I nodded my head. “He seems like he's so good to Auntie Sica. But he's not what he seems. He's sick with greed. He's a monster as a landlord, lying, stealing, even endangering my friend's life with his greed—my life, too—causing people pain, and not caring that he does.”
My medicine teacher was quiet for a moment. Then she spoke. “You got Apache tear. Hold up to light.” She pointed a finger at my hand.
I held one of the stones between my fingertips against the window. With the light behind it, the black obsidian appeared almost clear, as translucent as a tear.
“You see that? That our sorrow, tear freeze like ice.”
“I don't understand.”
“This time, some sadness too big, our heart cannot heal. Some thing too evil, some thing too dark. We not understand, our mind cannot hold it all. We try, our spirit grow sick and weak.”
“Like the Indian school?”
She nodded. “We have no way understand that. We have no way. We cannot. We need put that sadness someplace so our heart can live. Not enough power heal that, not this time. Maybe next other time.”
“So, you . . . choose not to feel it.”
“No! We all time feel it. We choose not carry it, not hold it. We ask Grandmother Earth, Father Sky hold it, that way we use heart for love, not for sadness.”
I opened my palm and looked at the two stones.

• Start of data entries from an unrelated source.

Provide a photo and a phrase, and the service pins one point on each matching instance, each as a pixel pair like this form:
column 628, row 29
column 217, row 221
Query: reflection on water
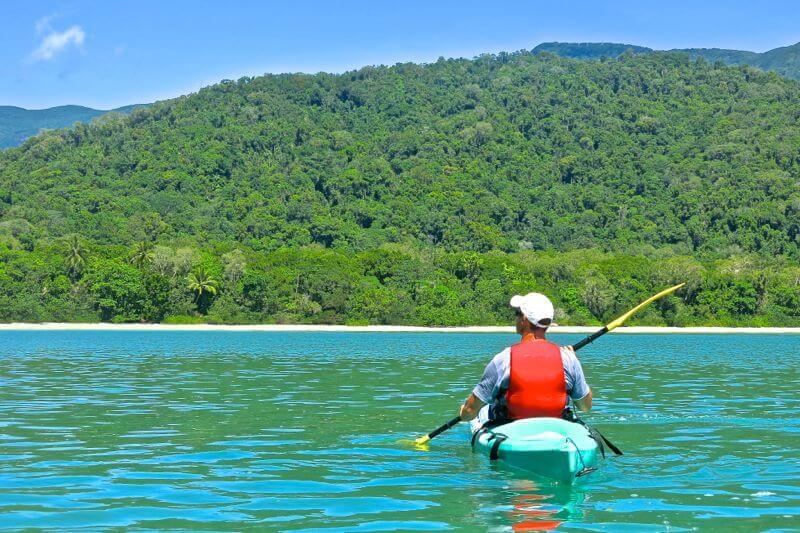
column 304, row 432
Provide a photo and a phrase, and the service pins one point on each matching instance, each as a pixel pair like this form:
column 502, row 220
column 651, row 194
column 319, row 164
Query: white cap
column 536, row 307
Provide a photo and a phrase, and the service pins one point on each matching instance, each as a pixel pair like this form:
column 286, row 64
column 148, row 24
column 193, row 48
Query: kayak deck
column 549, row 447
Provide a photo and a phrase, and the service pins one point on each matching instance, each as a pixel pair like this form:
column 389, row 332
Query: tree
column 203, row 285
column 76, row 253
column 142, row 254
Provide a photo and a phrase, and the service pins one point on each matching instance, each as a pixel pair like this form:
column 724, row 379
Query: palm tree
column 76, row 257
column 200, row 282
column 142, row 254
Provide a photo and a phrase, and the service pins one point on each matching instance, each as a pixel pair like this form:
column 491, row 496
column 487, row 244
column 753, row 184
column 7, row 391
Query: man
column 532, row 378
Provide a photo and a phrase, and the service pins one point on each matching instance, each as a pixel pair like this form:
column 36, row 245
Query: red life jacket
column 537, row 386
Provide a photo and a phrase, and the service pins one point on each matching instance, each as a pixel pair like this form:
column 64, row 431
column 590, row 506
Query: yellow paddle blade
column 621, row 319
column 420, row 443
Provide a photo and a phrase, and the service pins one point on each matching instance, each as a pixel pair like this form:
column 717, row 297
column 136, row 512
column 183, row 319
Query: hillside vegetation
column 419, row 194
column 18, row 124
column 784, row 60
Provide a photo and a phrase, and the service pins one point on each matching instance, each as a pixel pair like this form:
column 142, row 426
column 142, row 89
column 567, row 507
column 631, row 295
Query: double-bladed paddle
column 617, row 322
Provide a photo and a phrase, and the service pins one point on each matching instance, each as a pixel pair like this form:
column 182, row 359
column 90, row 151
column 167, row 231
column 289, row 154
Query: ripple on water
column 301, row 432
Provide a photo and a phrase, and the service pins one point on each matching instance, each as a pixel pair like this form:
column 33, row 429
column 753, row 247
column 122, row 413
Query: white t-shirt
column 494, row 383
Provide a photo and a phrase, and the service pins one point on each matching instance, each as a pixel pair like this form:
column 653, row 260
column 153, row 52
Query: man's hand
column 470, row 408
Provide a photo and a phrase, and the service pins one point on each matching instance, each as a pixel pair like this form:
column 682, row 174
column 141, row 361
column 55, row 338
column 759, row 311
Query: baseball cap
column 536, row 307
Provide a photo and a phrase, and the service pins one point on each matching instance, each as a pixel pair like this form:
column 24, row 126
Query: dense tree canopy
column 418, row 194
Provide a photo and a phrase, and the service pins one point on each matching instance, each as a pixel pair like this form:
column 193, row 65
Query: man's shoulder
column 502, row 357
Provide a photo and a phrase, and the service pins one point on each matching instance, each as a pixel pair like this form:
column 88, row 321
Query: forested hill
column 419, row 194
column 509, row 152
column 17, row 124
column 784, row 60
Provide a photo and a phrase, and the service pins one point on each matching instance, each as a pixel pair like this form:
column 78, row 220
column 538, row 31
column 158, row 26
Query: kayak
column 549, row 447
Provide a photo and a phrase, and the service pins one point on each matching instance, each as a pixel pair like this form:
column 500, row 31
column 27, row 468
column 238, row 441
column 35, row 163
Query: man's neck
column 533, row 334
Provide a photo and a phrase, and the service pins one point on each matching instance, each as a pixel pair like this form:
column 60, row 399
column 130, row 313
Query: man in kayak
column 533, row 378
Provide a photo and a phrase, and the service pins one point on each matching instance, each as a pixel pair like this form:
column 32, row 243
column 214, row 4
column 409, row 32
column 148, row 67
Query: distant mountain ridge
column 785, row 60
column 17, row 124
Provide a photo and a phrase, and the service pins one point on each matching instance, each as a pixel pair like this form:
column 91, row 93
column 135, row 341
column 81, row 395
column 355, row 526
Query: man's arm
column 471, row 407
column 580, row 394
column 585, row 403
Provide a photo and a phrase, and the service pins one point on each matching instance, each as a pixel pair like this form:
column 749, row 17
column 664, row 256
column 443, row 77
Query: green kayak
column 549, row 447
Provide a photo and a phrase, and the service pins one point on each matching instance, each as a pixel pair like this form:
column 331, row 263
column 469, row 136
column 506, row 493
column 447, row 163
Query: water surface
column 299, row 432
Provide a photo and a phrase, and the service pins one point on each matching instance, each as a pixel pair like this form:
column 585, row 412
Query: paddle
column 617, row 322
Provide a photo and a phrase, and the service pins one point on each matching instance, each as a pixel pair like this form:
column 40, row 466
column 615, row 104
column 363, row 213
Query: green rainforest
column 419, row 194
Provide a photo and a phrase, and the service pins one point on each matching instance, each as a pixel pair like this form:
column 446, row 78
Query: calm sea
column 304, row 432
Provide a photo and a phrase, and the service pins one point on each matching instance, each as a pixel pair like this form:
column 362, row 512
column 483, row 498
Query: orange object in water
column 536, row 385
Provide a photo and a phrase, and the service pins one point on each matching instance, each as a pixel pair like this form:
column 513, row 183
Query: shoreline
column 104, row 326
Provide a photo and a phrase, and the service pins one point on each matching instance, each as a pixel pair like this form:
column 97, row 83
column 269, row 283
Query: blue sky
column 106, row 54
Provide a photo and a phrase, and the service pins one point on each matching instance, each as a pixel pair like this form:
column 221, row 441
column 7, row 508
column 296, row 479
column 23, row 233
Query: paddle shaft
column 444, row 427
column 591, row 338
column 577, row 346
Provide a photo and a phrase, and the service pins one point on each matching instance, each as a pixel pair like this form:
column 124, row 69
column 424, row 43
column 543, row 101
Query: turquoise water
column 303, row 431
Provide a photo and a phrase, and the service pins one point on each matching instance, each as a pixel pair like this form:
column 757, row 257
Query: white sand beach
column 103, row 326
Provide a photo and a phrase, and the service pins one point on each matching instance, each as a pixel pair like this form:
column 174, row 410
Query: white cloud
column 43, row 24
column 54, row 42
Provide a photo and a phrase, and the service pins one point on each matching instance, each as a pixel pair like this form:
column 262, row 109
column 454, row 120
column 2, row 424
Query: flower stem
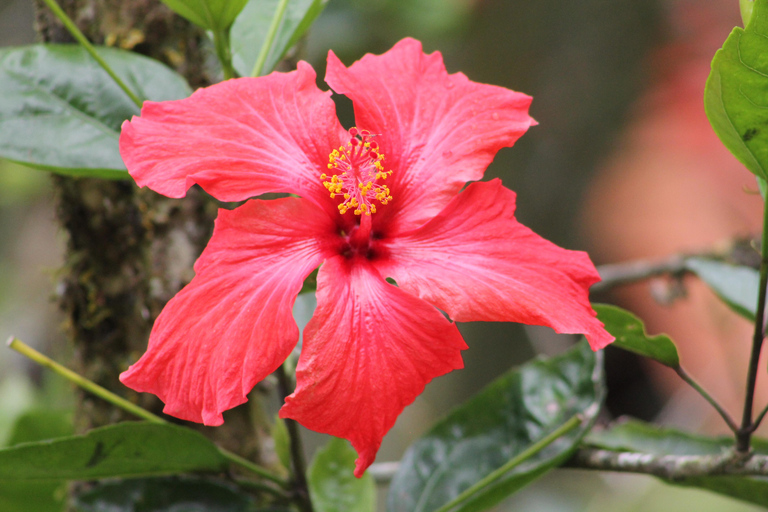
column 77, row 34
column 532, row 450
column 224, row 52
column 695, row 385
column 747, row 427
column 258, row 67
column 90, row 386
column 297, row 450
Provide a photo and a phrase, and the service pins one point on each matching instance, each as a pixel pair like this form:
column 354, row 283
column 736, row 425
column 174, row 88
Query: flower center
column 355, row 170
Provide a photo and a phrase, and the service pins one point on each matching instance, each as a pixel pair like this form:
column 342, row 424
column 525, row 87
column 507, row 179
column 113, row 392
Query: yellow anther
column 356, row 172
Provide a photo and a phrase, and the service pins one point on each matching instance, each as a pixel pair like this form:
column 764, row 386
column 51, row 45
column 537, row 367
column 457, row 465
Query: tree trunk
column 130, row 250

“We all got them,” Momma Anna said. “That one man live here, he keep the sheep. His father Tanoah, but his mother Apache. Those boy, his relative. He bring us those stone. They have legend, next other place about Apache tear, women cry for brave lost in battle. But we cry here for those boy, and for Tanoah children, too.”
“The man who brought these to all of you here at the pueblo, is his name Daniel Kuwany?”
“That the one. He say he not forget his relative. Sometime he forget about sheep, though. He go off and leave them, go out there somewhere, wander off. He go for days, come back drunk. Take everybody long time, round up sheep.”
As I drove Anna home, I said, “I keep running into stories about that abandoned Indian school. Everywhere I turn, I find another person who attended there, another sad story. And lately, I've had a lot of bad things happen to me that I don't understand—horrible things, abuses that came at me out of nowhere, like this beating. I'm just trying to get through but I'm confused and out of my element, and I don't understand what's happening. It makes me think of how the children must have felt when they went to that school.”
“They children in story. This time, everybody all grown up.”
“Sometimes I think that children who have suffered a lot never really grow up. They look like it, but part of them is still trapped in the past and can't move on, like those Apache tears.”
“You grow up just fine.”
“I know. But I can relate to all the stories because I knew a lot of pain and misery as a child, especially because I was abandoned by my mother.”
“You always have good mother right there,” Anna said.
“No. No, I didn't. My mother left when I was very small. I didn't really have a childhood. My father started drinking soon after that.”
“Your mother all time there for you, maybe you just not see her.”